Sunday, May 01, 2011

Boy Girl Relationship / Friendship - Call it the way you want it

|||||||  This post is not intended to provide any relationship advice |||||||||| 

This post is about LoveCriminal's views on boy-girl / men-women relationship.  I have been getting repeated requests from my regular readers to write a blog post on my opinions on opposite sex relationship i.e. boy-girl relationship in case of teens or men-women relationship in case of adults.  I have been trying to dodge this topic for quite some time because I was a little unsure about this topic and something was preventing me (dunno what).  Anyway the time has come and here goes the post which I dedicate to one of my regular readers who  I wish would not like her (yes it is a 'she') name to be mentioned.  I would like to say thanks to her for making requests and inspiring me to write more.

If you want to find the reason why boys and girls (I also mean men and women throughout this post) crave for a relationship or friendship with the opposite sex, you obviously cannot find one.  I think it is  kinda situational because nowadays men and women can be found mixed together at almost every places (both at study and work).  The desired relationship can be either friendship, romantic one, a physically attracted one but I believe it it is mostly something like "everyone has a boyfriend or girlfriend and I should also have one."  The main mistake people make while starting a relationship is forgetting to define it.  I agree that human relationships especially the opposite-sex ones are unpredictable.  I have seen so many friendships ending up in wed locks.; likewise a lot of romantic relationships biting the dust in the long run.  We all do not know what life has in store for us, so do relationships.  I feel it would be better to define your relationship right in the beginning especially for the girls because you do not want to be snogged or caressed (no vulgarity intended) while watching a movie with your so called best friend.

This obviously does not mean that girls are innocent and pure.  There are exceptions in each gender.  Obviously, I have come across a few women who were very successful in maintaining diverse relationships (romantic, friendship and physical one) with a considerable number of men at the same time.  I have seen some desperate boys and girls making statements like "a boy and a girl can never be friends without being sexually attracted at some point."  Even though "sex" is a natural urge in humans, it does not mean that this sexual intention coexists with friendship.  It exists and is the main stay in certain relationships beyond friendship, something like friendship with benefits (casual relationship). - I will save a post on this one some other time.  Surprisingly, sex plays an important part in a considerable number of relationships (except "simple" friendship) - it may not be what the word means but just some snogging and caressing (which can be innocent too).

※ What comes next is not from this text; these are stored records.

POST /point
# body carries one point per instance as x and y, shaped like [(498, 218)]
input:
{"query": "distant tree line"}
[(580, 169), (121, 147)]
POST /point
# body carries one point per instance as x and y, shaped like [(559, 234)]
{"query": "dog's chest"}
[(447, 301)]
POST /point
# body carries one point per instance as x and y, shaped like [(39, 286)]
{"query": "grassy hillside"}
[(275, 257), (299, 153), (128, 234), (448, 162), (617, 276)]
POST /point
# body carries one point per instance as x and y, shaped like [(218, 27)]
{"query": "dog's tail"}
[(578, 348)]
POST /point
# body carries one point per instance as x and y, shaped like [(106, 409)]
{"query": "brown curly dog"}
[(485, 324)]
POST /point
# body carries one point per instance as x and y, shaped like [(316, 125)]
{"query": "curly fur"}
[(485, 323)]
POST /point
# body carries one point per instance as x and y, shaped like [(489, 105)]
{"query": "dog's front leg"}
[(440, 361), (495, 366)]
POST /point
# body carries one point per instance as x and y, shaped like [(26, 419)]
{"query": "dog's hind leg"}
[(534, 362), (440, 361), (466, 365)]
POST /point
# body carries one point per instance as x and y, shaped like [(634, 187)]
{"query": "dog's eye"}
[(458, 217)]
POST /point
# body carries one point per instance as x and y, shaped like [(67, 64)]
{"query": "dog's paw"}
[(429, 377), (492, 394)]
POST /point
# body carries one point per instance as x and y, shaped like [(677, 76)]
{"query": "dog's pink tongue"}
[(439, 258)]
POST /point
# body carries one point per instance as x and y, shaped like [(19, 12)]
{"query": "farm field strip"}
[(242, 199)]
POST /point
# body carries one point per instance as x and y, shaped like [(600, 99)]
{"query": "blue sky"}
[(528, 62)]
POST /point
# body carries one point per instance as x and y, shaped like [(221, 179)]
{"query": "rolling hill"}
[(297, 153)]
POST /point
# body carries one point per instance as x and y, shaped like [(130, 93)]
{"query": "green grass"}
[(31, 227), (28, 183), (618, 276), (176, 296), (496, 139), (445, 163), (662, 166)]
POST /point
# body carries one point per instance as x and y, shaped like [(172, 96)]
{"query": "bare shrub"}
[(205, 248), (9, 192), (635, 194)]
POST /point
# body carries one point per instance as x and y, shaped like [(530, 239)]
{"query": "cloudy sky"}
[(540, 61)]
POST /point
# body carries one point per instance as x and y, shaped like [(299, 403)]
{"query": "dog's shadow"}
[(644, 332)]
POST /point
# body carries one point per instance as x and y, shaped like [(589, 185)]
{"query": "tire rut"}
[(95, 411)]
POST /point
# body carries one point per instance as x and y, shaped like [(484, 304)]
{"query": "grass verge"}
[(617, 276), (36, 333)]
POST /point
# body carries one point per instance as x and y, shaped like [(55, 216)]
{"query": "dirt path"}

The most critical element in a relationship is commitment.  Without commitment, the relationship will tumble down so soon without the individuals knowing what happened and why it happened.  Do not ask me to define commitment because I am not good at defining complicated terms. like commitment.  According to me, commitment is not  magic to happen immediately; it is a slow process and is built over time and understanding.  Commitment does not mean that either of the two in relationship are having a romantic run, even simple friendships could benefit from commitment and can transform into something wonderful to treasure.  But remember, commitment does not mean  being possessive.  You have to respect your partner, they have an active social life too, they have the right to hang out with their friends (even the opposite sex ones).  Do not put down rules like whom they should interact with and whom they should not.  Too much rules and possessiveness are reasons why many relationships do not last.

I have come across many girls breaking a relationship by changing their mobile numbers - that means running away from the relationship.  This is not a smart idea in my opinion.  Every relationship has its own good and bad times and obviously the other person has the right to know that the relationship has ended and both can move on with their life.  It is easily said than executed - I know.  Try to put forward your reasons for breaking and listen to the other partner.  The other partner will definitely have a series of questions if they really want to continue the relationship.  If you can definitely answer their questions - yeah it is time to break the relationship.  If you can't answer them, I would definitely say about thinking twice because it is like you are trying to distance yourself than breaking the relationship.  If you still want to end the relationship, try to say as calmly as you can in a very neutral environment and try to make them understand.  Hopefully, even they are not convinced completely they will accept the reality in time and move on with life.  Breaking up hurts both  for the "dumper" and the "dumpee."  Breaking up can make your heart break but it will heal through time both for you and your ex ? (relationship goes here).

You may have a question like this, "hey lovecriminal, you have a given a short post on boy-girl relationship and what about friendship."  Lovecriminal believes friendship is also a form of relationship and obviously every individual would have celebrated, celebrating and will celebrate a lot of friendships and why talk about this more.  If you do indeed want a post to know LC's perspective on this "BUZZ ME" on the right column.  I completely agree with Dior Yamasake's quote "Friends are the most important ingredient in this recipe of life."